The fact that The Black Keys are now taking over the world with their current album El Camino comes as absolutely no surprise to those of us who jumped on the bandwagon early. All we want to know is what took the world so long to figure out the fact that The Black Keys are the best thing going in rock and the best thing to come along in a long time


The Black Keys - The Big Come Up

The Black Keys' first album was a total revelation. Sure, the world had already seen a bluesy two piece drum and guitar combo before The Black Keys hit the scene, but this album showed that the depths of that form had not even begun to be plumbed. The Big Come Up combines blues purism with a garage rock sensibility and unbridled enthusiasm. It's gritty, honest, and downright exciting. Never before have two men and only two men caused such a glorious ruckus.
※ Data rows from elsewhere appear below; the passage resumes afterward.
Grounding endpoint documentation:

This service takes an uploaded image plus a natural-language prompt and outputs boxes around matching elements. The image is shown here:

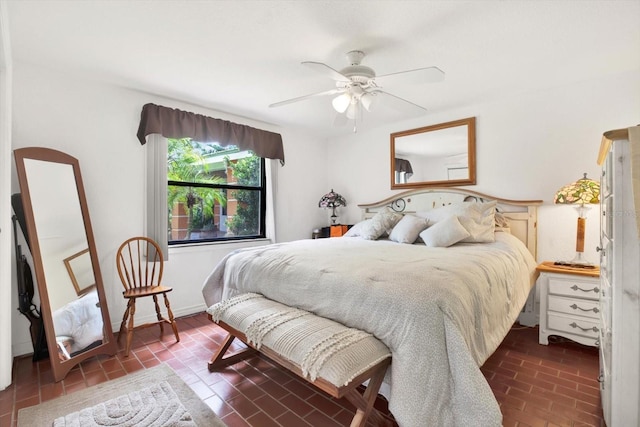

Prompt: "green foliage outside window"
[167,138,226,240]
[225,154,261,236]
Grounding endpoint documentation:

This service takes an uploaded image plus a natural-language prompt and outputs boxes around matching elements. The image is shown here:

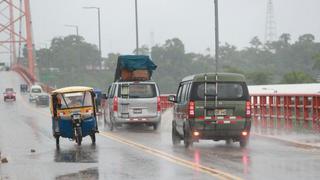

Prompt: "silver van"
[105,81,161,130]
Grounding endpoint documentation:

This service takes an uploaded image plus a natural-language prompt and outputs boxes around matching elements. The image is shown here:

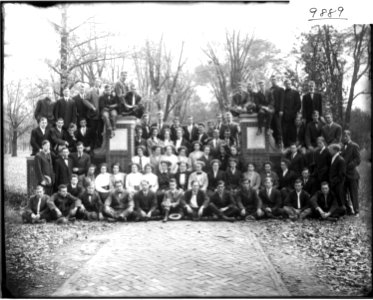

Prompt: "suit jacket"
[312,147,332,183]
[283,89,301,122]
[25,195,49,214]
[34,97,56,124]
[30,126,50,156]
[70,152,91,175]
[54,98,78,129]
[329,155,346,188]
[259,188,282,210]
[207,170,226,191]
[284,190,310,210]
[188,171,209,191]
[278,169,297,189]
[54,157,73,187]
[321,122,342,145]
[133,190,158,212]
[182,190,209,208]
[225,168,242,189]
[305,121,323,148]
[34,151,55,185]
[209,190,236,208]
[302,93,322,123]
[341,142,361,179]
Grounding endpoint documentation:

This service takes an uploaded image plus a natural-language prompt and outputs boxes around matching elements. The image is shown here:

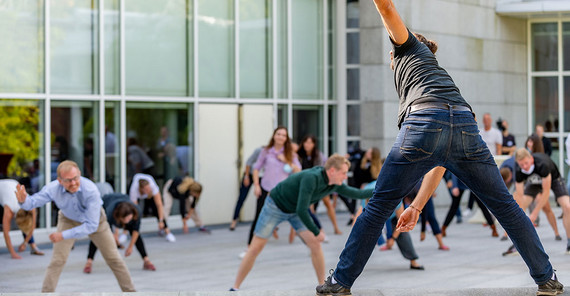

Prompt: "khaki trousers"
[162,179,204,227]
[42,208,135,293]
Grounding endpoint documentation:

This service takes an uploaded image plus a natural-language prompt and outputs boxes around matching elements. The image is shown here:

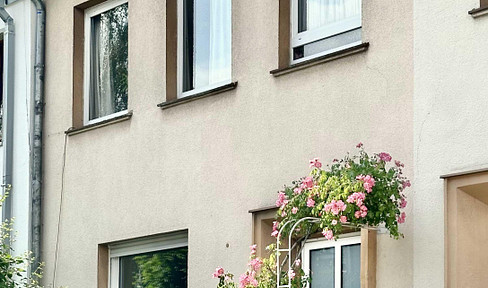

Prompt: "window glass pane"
[298,0,361,32]
[293,28,361,60]
[183,0,232,91]
[310,247,335,288]
[119,247,188,288]
[89,3,129,120]
[341,244,361,288]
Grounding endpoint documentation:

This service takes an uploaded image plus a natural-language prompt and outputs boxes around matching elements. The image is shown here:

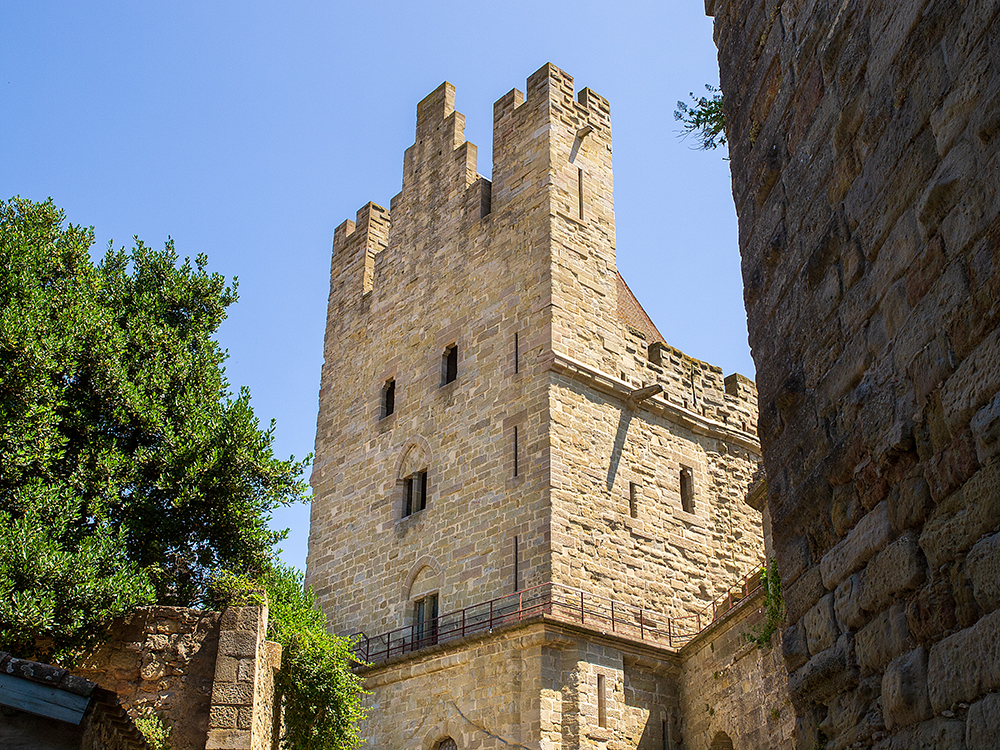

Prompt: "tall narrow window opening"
[514,536,521,591]
[514,425,517,477]
[382,378,396,418]
[413,594,438,648]
[441,344,458,385]
[681,466,694,513]
[597,674,608,727]
[403,471,427,518]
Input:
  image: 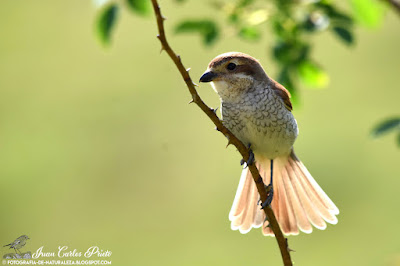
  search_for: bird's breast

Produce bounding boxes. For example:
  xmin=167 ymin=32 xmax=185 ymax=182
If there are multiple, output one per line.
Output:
xmin=222 ymin=90 xmax=298 ymax=159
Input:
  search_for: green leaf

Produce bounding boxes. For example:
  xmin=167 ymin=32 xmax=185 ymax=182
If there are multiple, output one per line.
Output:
xmin=96 ymin=4 xmax=118 ymax=45
xmin=126 ymin=0 xmax=151 ymax=15
xmin=239 ymin=26 xmax=261 ymax=41
xmin=278 ymin=66 xmax=299 ymax=106
xmin=297 ymin=60 xmax=329 ymax=89
xmin=175 ymin=20 xmax=219 ymax=45
xmin=351 ymin=0 xmax=384 ymax=28
xmin=332 ymin=26 xmax=354 ymax=44
xmin=316 ymin=1 xmax=353 ymax=25
xmin=397 ymin=133 xmax=400 ymax=147
xmin=372 ymin=117 xmax=400 ymax=137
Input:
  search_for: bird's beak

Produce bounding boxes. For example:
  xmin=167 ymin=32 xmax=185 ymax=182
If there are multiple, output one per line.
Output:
xmin=200 ymin=71 xmax=217 ymax=82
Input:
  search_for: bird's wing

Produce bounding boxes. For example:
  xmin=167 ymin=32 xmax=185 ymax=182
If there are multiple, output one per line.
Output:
xmin=271 ymin=79 xmax=293 ymax=111
xmin=11 ymin=239 xmax=21 ymax=248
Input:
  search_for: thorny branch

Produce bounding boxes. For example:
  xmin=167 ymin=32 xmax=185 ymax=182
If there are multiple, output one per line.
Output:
xmin=151 ymin=0 xmax=293 ymax=266
xmin=385 ymin=0 xmax=400 ymax=15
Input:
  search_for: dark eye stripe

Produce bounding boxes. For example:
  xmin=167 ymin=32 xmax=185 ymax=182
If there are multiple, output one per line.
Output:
xmin=226 ymin=63 xmax=236 ymax=70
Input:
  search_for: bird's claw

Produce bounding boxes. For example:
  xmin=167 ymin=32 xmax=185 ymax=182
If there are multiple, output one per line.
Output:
xmin=240 ymin=144 xmax=255 ymax=168
xmin=261 ymin=185 xmax=274 ymax=209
You honestly couldn't ask for more in a debut.

The vinyl version of this album contains three alternate versions of the songs which appear on the CD version, and it also contains bonus track, which just happens to be a cover of one of my favorite Stooges tracks, "No Fun." Also appearing on this album is one of the very few Beatles covers I'll ever sign off on: "Se Said, She Said." Perhaps my favorite track on the album is the closer "240 Years Before Your Time" in which Dan Auerbach's guitar holds a conversation with the audio track from an old educational film. Every time I listen to it, I think I can actually understand what the guitar is talking about. It's like that episode of Home Movies. You know the one.